Nick The Neuron Discovers A New World

Once upon a time there lived a lonely neuron named Nick. In spite of being surrounded by billions of other neurons, Nick felt alienated from the rest. He believed there was more to life than what was being shown to him by the five senses.

Nick was getting tired of the allurements and vanities of the world. He did not want to be caught up in the trappings of physical life like most of his neighboring neurons. How did this happen? He began to have these feelings of separation one day as the optic nerve he was connected to brought in some new information from a book called the Holy Bible.

The information seemed to tell a sad story about how the original humans once lived in a garden paradise, but were removed from this garden after making a bad decision. These original humans ignored God’s warning about eating fruit from a tree other than the Tree of Life. Humans and their neurons have been suffering ever since.

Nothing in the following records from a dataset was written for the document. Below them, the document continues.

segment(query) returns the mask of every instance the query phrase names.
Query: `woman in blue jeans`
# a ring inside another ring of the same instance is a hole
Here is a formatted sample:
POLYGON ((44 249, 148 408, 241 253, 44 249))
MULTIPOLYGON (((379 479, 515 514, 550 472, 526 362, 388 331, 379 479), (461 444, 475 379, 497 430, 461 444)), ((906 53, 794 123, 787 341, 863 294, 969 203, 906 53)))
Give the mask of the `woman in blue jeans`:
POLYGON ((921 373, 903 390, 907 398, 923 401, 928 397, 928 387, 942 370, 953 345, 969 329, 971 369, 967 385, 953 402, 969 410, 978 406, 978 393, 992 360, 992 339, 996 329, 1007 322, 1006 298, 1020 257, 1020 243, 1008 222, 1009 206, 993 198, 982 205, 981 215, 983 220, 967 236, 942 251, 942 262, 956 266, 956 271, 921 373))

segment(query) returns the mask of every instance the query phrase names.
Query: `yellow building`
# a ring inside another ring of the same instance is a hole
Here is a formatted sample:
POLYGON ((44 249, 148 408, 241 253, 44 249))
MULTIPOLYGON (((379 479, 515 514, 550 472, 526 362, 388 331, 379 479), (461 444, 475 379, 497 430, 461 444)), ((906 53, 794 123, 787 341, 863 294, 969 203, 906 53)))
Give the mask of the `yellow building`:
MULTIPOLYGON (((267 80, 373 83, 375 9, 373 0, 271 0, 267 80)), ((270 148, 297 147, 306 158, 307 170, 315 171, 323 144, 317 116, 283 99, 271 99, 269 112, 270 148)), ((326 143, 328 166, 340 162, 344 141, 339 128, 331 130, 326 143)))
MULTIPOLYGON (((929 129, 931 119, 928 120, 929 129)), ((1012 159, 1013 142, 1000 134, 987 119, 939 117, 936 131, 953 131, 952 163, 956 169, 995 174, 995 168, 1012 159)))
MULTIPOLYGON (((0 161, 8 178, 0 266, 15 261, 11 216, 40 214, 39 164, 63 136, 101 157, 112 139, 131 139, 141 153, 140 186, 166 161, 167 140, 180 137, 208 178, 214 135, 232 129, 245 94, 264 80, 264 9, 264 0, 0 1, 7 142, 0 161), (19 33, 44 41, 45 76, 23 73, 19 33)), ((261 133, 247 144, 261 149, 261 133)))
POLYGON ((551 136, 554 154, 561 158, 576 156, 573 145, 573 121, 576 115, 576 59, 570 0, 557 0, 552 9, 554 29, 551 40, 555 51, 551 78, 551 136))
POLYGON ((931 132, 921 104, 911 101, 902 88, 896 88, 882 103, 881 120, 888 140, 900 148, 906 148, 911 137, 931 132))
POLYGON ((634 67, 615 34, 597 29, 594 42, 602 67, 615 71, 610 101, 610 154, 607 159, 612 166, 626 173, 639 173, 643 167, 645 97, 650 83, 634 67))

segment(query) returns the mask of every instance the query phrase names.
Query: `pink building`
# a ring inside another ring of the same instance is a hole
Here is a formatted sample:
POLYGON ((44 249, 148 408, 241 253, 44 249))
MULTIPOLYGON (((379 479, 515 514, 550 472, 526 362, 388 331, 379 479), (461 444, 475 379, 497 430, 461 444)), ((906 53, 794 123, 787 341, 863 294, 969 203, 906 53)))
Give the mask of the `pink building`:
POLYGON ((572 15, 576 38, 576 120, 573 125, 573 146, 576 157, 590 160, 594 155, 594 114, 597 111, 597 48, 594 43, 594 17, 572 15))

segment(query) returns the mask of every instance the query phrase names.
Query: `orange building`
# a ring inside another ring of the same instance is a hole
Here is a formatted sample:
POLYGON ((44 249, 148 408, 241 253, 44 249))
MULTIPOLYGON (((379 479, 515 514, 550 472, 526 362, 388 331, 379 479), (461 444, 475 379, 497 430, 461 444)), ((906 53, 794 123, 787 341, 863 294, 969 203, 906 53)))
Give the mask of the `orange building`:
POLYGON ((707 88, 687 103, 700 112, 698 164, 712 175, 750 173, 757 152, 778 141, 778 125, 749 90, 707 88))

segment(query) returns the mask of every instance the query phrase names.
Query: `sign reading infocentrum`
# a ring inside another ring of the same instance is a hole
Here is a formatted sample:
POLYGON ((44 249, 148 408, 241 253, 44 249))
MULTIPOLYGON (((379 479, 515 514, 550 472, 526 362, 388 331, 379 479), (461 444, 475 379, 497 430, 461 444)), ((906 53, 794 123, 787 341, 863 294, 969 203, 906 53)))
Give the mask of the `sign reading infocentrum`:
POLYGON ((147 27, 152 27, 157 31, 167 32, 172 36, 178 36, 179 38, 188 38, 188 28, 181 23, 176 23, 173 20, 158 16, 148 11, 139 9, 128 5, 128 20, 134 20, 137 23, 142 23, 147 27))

Nick had noticed that many of the other neurons he was connected to mocked this story and even convinced other neurons in the motor cortex to close the Bible and put it back on the shelf. Poor Nick had argued with those in the motor cortex to keep on reading the Bible. But he was overruled by the majority of his neighbors.

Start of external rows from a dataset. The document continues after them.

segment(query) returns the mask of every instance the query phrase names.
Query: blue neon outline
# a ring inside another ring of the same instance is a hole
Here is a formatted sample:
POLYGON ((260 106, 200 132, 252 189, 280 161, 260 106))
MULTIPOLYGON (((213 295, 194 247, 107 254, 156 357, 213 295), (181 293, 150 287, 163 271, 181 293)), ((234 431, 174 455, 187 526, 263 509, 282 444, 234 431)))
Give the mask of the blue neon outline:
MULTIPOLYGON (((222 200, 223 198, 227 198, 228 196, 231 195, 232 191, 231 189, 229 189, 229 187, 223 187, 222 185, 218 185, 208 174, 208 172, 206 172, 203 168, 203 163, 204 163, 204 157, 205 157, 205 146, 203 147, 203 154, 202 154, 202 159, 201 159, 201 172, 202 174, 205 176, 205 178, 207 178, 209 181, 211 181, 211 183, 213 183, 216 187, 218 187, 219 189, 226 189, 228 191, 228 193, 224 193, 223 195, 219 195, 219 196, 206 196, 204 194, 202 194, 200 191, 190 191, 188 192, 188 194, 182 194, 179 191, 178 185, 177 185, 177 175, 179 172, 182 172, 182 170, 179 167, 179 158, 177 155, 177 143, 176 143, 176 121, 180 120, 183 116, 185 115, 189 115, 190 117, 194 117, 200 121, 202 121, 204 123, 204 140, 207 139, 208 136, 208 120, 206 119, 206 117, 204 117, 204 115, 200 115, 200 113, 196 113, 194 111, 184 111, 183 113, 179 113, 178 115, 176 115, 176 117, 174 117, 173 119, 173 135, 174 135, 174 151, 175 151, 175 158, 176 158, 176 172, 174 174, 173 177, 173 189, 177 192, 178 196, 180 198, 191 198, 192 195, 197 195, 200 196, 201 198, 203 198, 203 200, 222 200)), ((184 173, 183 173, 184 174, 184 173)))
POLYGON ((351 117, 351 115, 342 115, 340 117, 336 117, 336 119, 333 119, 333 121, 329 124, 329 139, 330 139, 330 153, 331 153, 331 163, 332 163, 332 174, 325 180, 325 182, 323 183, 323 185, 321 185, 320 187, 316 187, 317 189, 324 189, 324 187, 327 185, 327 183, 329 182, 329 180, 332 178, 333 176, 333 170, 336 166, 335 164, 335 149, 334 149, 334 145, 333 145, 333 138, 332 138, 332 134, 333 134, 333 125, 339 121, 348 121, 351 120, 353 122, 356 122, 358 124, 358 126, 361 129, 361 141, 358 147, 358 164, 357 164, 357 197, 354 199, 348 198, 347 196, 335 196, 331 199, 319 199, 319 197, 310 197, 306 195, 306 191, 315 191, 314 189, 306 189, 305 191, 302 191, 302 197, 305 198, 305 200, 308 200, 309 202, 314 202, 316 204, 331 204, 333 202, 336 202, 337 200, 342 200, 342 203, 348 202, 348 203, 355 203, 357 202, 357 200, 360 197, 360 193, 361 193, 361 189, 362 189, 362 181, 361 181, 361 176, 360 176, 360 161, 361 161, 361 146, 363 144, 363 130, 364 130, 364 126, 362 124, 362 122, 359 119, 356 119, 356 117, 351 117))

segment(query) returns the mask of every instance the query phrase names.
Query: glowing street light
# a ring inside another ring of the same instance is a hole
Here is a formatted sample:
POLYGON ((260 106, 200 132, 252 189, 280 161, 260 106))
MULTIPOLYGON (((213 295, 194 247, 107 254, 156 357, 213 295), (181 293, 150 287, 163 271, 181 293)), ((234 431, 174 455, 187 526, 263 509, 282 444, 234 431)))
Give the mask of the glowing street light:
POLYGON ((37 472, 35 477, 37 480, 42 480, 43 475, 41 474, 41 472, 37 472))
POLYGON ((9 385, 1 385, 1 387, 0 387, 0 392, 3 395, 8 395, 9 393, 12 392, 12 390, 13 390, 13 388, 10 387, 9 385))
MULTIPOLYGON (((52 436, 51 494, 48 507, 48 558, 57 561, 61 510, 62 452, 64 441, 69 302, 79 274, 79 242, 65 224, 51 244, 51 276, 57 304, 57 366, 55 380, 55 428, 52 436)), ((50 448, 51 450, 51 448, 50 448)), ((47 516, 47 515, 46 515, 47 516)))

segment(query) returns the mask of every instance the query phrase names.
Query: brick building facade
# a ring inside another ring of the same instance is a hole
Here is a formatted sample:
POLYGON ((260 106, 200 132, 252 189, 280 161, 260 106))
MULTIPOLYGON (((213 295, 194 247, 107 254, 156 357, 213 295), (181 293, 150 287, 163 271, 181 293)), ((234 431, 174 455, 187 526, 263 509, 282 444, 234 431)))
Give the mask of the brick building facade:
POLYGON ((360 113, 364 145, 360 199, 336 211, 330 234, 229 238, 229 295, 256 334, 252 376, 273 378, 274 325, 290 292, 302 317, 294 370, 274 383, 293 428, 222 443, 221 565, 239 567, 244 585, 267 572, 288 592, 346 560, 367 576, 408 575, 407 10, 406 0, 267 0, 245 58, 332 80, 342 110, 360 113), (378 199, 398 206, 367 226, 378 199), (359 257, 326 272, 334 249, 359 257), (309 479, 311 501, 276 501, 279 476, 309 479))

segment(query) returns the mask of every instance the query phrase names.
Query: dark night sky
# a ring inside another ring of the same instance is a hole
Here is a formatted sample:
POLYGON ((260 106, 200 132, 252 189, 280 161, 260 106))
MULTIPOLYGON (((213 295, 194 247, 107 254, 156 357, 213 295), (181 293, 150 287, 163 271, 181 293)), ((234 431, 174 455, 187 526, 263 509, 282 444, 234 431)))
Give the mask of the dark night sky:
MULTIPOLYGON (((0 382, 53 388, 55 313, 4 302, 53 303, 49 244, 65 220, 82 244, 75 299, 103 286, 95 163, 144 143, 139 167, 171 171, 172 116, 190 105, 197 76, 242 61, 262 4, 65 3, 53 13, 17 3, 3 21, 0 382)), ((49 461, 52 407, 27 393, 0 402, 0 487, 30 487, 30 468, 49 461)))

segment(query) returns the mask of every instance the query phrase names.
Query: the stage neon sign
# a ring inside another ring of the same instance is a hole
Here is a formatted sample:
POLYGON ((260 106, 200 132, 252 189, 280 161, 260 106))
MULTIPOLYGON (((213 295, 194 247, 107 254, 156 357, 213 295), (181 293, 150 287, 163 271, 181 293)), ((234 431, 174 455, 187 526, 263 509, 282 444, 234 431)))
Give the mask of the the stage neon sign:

Nick surmised that the horrible mistake made by the original humans came from a bad decision in the brain—from neurons convinced that they did not need God’s guidance. He wondered if he could reverse this decision and convince his fellow neurons of their mistake. So he decided to make new synapses with fellow neurons in the motor cortex to see how to get the brain to change its actions.

The neurons in this region of the brain told Nick that if he wanted to change the thinking of his neighbors, he would first have to change their feelings.

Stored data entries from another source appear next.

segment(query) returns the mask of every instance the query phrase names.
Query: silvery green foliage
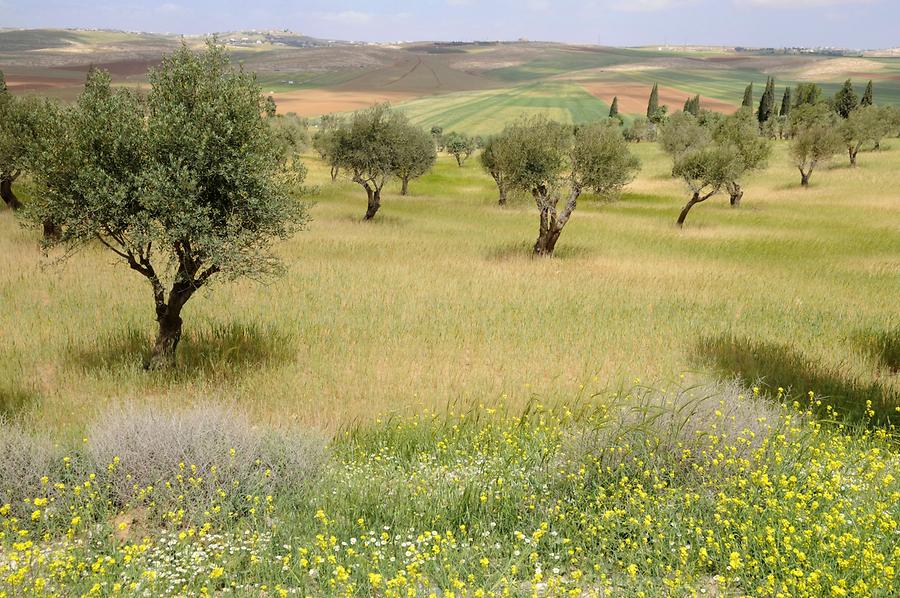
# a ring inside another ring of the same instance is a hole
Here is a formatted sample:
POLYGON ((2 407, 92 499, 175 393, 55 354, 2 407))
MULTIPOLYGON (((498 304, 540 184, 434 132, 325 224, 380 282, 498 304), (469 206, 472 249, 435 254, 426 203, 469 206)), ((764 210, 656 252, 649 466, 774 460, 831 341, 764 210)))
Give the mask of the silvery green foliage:
POLYGON ((92 70, 45 123, 33 214, 62 227, 48 242, 71 251, 99 240, 150 280, 158 309, 167 278, 189 296, 216 274, 277 272, 272 241, 306 219, 295 197, 304 170, 280 159, 254 76, 210 42, 183 45, 149 82, 143 97, 92 70))

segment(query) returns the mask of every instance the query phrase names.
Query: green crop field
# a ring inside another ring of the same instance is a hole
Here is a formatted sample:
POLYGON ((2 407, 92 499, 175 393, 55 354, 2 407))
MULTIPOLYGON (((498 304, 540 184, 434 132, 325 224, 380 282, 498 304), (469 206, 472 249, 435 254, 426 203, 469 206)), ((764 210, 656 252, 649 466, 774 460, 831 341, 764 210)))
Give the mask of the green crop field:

“How do I do that?” asked Nick.

“You must seek out the neurons that live in the Limbic system,” came their unanimous response.

So Nick concentrated hard and sent out extra axons and dentritic spines to make new synapses with the limbic system. Once the proper connections were made, he asked the neurons in this region of the brain how one could influence the brain’s emotions.

“What kind of emotions do you seek?” asked the neurons of the Limbic region.

“I wish we could all share the same spiritual feelings,” said Nick with great passion. “I want us all to find our way back to God’s Tree of Life.” The neurons of the Limbic system sensed that Nick was a very special neuron and began to examine his synaptic connections more closely.

“We have determined that you actually are a part of some pathways that transcend normal emotional behavior. You have allowed yourself to regain some access to the Tree of Life.”

“How can that be? I don’t even know where the Tree of Life is,” exclaimed Nick.

“The Tree of Life is located in the part of the brain that is unconscious—the cerebellum. You do not have to look for it. It will find you,” said the Limbic neurons.

Suddenly Nick began to feel a more complex emotional influence that could only be described by the words “heavenly love.” Now the voices of completely new neurons began to communicate with Nick.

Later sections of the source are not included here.